Third Judicial Circuit hosts annual Law Day celebration May 7
The Wayne County Third Circuit Court will host its 23rd annual Law Day program Friday, May 7. The program is scheduled to begin at 9:30 a.m. and will be held at the Frank Murphy Hall of Justice. The national theme for Law Day 2010 is “Law in the 21st Century: Enduring Traditions, Emerging Challenges.”
 
Presiding Judging Timothy M. Kenny will lead the program. Students from schools throughout Wayne County will attend the annual event and have the opportunity to observe hearings in various courtrooms throughout the Criminal Division. Charlie Langton of Fox 2 Detroit will also participate in this year’s activities as the guest speaker. 
 
Attorney recognized with Horizon Award
Dickinson Wright attorney Tammy L. Helminski recently received a Horizon Award from Fusion, the Detroit Regional Chamber’s young professionals program. 
 
More than 100 nominations were received for the Horizon Awards in each of nine industry categories. Winners were recognized for their professional accomplishments and outstanding work within the community. Helminski was the Young Professional winner in the Professional Services category.
 
Helminski focuses her practice in environmental litigation, and energy and sustainability law. She serves as counsel to manufacturers, lenders and developers for environmental cleanup, compliance and due diligence issues, and counsels clients on the implementation of sustainability strategies, green building and environmentally preferable purchasing. Ms. Helminski is active in the Air and Waste Management Association and is chair of the State Bar Environmental Law Section Hazardous Substances and Brownfields Committee. 
 
State Supreme Court sends court-appointed lawyers suit back
DETROIT (AP) — A significant lawsuit that challenges how lawyers represent poor criminal defendants in three Michigan counties must be returned to a judge to reconsider whether it deserves class-action status, the state Supreme Court said Friday.
 
Michigan’s highest court refused to dismiss the case, as the state had requested, but the ruling suggests the judge may have too easily made it a class-action.
 
The case centers on Genesee, Berrien and Muskegon counties, where poor people claim their constitutional rights are being violated. They say a lack of public money and other problems mean getting attorneys who are not qualified or able to effectively represent them.
 
There have been no decisions on the merits of the allegations.

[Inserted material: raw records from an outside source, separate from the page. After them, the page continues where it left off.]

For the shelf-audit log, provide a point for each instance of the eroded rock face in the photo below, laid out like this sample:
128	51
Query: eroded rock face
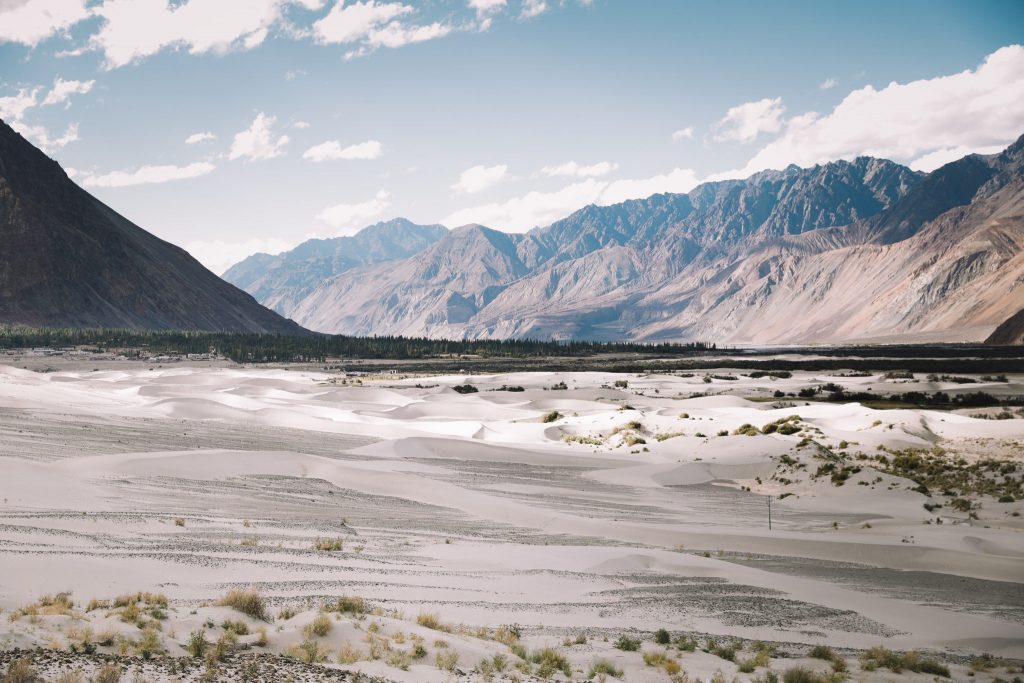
849	250
69	260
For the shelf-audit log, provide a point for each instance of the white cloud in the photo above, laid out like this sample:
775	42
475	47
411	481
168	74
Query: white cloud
196	138
531	8
258	141
934	160
332	151
397	35
374	25
61	90
133	30
219	255
13	108
683	134
573	169
344	215
32	22
478	178
677	180
42	138
352	23
971	111
744	122
485	6
536	208
147	175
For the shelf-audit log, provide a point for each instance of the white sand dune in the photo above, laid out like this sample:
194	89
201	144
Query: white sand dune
470	506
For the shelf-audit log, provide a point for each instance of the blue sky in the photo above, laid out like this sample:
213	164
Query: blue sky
314	118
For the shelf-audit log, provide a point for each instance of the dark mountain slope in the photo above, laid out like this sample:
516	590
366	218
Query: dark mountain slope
69	260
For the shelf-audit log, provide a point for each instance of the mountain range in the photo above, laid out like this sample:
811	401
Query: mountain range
69	260
860	250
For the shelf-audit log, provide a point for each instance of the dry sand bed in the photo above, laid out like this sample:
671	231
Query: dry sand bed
504	534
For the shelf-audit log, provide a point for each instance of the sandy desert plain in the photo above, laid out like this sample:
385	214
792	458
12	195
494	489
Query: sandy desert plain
212	521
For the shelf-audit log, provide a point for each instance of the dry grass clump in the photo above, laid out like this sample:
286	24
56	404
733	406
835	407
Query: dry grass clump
745	430
583	439
96	603
660	659
446	659
240	628
329	545
432	621
628	644
550	659
197	644
109	673
880	657
20	671
508	634
348	604
321	626
665	436
348	653
605	668
246	601
48	605
73	676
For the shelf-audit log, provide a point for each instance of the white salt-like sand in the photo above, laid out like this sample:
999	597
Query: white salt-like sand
471	507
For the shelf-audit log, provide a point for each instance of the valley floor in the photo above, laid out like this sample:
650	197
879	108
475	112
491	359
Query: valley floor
469	529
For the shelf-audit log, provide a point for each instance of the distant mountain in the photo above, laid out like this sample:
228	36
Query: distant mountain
69	260
856	250
282	282
1010	332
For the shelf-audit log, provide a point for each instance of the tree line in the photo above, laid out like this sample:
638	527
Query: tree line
246	347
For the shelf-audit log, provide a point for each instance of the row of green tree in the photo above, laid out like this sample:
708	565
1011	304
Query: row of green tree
276	348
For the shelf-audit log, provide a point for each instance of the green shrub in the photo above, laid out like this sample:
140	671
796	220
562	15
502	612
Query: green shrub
20	671
822	652
628	644
549	660
240	628
329	545
197	644
747	666
321	626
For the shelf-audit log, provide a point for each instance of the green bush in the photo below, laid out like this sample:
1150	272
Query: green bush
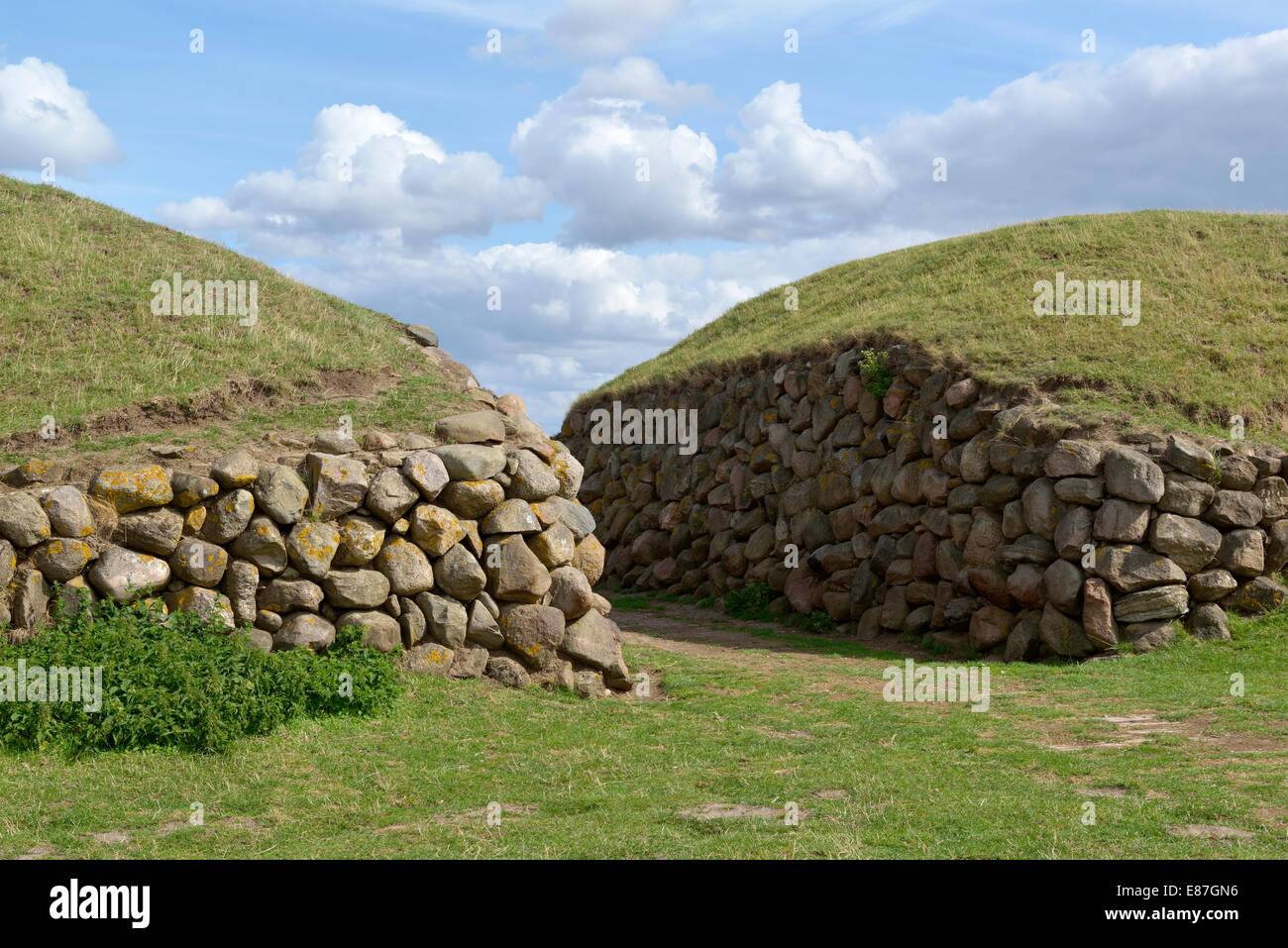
178	682
748	601
875	372
816	621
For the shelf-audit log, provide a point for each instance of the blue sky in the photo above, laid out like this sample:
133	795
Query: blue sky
472	170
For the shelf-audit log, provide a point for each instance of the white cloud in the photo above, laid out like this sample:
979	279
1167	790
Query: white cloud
791	175
787	179
571	317
364	171
1157	129
43	116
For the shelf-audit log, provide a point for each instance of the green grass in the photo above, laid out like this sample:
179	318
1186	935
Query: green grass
80	337
1212	340
758	727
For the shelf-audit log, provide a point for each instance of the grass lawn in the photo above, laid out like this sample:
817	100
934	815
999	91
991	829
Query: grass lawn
1211	343
743	719
80	339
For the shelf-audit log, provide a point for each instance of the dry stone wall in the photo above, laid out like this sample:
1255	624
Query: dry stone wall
473	556
912	501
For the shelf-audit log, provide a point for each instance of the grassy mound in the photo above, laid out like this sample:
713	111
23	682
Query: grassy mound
174	683
1211	343
80	338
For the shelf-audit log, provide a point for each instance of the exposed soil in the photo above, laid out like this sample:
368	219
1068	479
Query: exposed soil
691	630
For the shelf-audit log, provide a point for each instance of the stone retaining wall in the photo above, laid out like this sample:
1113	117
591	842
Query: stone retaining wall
939	510
473	556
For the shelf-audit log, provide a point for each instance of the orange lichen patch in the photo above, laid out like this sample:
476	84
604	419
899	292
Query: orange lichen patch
133	489
314	543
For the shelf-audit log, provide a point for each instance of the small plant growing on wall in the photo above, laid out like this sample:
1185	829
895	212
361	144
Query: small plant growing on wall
875	371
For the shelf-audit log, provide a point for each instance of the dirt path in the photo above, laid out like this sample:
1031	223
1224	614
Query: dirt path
709	634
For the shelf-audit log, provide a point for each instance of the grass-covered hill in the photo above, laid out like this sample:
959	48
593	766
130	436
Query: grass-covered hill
1212	338
78	342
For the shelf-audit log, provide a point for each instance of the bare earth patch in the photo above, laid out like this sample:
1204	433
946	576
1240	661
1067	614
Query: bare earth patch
735	811
1210	832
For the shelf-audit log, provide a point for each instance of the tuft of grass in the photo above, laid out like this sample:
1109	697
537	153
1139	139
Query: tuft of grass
785	717
1212	339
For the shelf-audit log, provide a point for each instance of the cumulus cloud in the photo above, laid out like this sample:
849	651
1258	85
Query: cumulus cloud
43	115
629	175
364	170
571	317
1157	129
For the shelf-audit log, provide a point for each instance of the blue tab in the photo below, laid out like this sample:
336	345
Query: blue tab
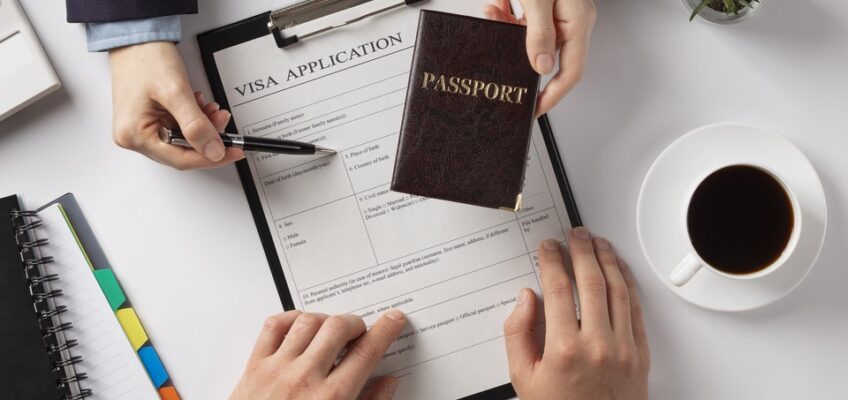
153	365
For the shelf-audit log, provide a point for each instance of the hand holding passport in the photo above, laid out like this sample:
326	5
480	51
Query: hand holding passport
469	112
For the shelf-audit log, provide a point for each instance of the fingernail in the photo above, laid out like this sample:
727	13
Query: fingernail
544	63
395	315
391	388
550	244
582	233
214	150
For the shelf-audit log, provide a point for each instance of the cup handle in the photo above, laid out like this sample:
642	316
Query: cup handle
686	270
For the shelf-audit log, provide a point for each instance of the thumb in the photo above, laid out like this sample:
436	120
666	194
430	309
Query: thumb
541	34
519	332
383	388
197	128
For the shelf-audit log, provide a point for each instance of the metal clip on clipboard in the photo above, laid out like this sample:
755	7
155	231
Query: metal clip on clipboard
308	10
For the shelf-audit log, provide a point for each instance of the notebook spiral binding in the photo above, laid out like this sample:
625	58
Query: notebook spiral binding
56	345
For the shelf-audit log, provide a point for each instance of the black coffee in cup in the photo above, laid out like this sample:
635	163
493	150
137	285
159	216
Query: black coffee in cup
740	219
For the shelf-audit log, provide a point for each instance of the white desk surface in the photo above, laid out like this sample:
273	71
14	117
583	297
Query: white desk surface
186	250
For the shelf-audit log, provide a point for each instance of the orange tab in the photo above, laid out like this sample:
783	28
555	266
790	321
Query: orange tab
168	393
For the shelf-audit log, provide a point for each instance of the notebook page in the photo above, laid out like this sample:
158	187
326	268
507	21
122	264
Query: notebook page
348	244
113	368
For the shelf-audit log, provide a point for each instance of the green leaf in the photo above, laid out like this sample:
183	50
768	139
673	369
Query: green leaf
698	9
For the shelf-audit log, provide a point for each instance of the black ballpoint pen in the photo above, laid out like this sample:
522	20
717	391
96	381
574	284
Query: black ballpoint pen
250	143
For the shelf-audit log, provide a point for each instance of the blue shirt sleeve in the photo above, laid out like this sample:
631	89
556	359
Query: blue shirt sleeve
109	35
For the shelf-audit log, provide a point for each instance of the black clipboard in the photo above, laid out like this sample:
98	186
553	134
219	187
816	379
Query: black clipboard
261	25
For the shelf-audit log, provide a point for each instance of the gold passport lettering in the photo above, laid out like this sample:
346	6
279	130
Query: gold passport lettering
473	87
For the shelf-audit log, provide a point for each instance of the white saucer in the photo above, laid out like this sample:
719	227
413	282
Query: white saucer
663	197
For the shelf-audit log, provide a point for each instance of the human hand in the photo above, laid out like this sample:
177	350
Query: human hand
295	358
553	25
602	356
150	90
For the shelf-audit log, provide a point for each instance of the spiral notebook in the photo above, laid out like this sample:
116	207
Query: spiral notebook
65	330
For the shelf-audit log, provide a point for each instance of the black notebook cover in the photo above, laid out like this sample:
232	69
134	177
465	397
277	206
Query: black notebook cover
25	371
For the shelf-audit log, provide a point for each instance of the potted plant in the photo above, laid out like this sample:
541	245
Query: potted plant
721	11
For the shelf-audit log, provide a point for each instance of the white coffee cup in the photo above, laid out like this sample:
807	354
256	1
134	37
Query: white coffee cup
689	266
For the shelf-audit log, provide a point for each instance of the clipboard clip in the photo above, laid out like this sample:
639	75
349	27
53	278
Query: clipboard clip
308	10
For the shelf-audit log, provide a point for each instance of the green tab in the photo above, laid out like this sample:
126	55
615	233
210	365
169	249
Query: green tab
110	287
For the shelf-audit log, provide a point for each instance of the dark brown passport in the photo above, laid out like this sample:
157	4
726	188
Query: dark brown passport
469	112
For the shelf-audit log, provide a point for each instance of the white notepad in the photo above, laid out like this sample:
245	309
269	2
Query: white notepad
25	72
113	368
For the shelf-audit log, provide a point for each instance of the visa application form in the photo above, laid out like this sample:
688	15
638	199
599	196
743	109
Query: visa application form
346	243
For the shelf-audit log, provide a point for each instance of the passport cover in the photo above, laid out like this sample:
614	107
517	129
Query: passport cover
469	112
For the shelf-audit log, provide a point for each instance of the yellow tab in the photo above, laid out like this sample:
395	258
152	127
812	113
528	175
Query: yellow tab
132	327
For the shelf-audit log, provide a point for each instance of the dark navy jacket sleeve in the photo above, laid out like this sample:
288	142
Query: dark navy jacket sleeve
119	10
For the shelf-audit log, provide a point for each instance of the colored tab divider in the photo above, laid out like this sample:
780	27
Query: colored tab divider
132	327
153	365
168	393
110	287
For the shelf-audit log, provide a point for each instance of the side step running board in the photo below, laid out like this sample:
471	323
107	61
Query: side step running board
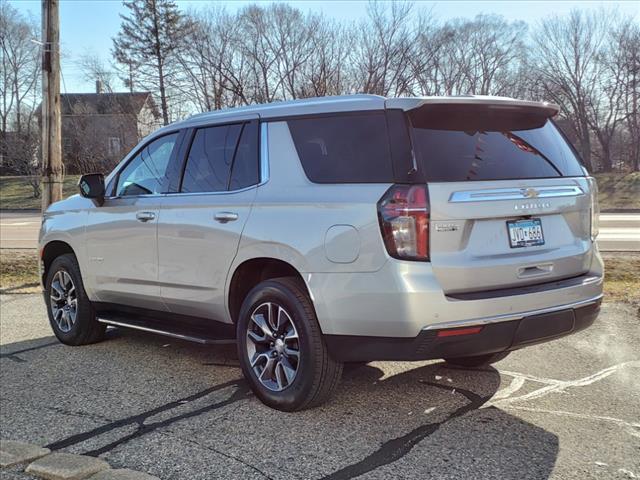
188	334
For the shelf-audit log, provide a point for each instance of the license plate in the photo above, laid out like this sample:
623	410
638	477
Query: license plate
525	233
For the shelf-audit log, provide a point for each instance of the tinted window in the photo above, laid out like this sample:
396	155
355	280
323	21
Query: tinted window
343	148
210	158
146	173
461	146
245	164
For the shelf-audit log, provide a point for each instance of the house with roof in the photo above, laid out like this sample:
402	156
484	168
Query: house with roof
99	129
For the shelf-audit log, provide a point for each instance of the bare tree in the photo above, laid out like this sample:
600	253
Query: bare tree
382	51
148	41
95	70
19	81
567	52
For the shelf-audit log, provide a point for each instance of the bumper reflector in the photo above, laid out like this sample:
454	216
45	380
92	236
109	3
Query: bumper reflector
459	331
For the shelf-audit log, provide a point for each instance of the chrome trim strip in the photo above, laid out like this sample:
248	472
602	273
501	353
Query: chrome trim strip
264	152
511	316
529	193
189	338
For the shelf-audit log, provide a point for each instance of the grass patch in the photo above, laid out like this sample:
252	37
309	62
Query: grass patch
16	193
19	271
618	190
621	279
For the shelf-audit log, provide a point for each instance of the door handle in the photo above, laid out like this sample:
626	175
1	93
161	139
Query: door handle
145	216
224	217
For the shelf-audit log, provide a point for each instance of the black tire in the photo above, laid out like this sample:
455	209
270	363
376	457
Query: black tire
476	361
317	374
85	329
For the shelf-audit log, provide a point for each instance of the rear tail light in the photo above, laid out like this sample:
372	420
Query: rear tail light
595	208
403	212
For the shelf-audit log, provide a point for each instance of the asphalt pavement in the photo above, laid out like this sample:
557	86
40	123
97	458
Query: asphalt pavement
562	410
618	232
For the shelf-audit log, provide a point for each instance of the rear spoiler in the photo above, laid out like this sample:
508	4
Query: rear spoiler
504	104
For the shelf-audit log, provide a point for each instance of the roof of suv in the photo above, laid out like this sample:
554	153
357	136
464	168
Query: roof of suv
359	102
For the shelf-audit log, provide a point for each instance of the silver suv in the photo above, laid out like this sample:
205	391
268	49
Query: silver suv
333	230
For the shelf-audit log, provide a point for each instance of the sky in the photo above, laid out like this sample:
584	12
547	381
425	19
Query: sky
88	26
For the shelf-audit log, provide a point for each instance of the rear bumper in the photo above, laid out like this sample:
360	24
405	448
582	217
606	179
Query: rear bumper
497	336
404	298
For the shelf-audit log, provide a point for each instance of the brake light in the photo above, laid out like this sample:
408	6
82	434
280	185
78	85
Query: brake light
403	212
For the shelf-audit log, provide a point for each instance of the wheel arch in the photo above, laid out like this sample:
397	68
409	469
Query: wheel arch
253	271
50	252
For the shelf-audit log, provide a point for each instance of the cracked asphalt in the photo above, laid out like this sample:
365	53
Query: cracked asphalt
566	409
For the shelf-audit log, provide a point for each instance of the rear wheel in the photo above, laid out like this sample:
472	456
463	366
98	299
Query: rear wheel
71	314
476	361
281	349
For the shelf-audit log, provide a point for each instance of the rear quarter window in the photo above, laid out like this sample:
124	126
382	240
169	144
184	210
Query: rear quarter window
465	146
351	148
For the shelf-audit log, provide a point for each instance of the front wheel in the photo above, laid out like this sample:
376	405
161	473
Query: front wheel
71	314
281	349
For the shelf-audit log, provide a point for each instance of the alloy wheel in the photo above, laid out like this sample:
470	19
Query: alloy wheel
273	346
64	301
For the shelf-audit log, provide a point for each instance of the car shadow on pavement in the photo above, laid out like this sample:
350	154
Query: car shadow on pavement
387	419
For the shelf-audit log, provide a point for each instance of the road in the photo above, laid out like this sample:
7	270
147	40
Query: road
562	410
618	232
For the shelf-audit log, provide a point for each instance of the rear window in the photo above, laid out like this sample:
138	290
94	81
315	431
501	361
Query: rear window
462	144
350	148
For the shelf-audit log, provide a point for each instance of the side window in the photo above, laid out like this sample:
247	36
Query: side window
146	173
344	148
210	159
245	164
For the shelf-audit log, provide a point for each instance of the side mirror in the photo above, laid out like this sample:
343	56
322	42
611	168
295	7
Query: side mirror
92	186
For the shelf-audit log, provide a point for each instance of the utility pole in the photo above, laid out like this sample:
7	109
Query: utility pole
51	128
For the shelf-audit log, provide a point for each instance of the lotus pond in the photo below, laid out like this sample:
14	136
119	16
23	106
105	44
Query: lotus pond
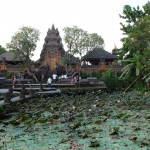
77	121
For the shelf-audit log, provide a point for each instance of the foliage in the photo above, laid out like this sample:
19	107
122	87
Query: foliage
136	46
80	42
79	121
2	50
23	43
110	78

But in 2007, Ingham County Circuit Judge Laura Baird ordered class-action status to any indigent defendant who has been charged with a felony in the three counties.

The state Supreme Court now wants Baird to revisit her decision in light of a 2009 ruling in a case involving people who are suing Dow Chemical Co. over pollution. The court in that matter said class-action status must clear a rigorous test.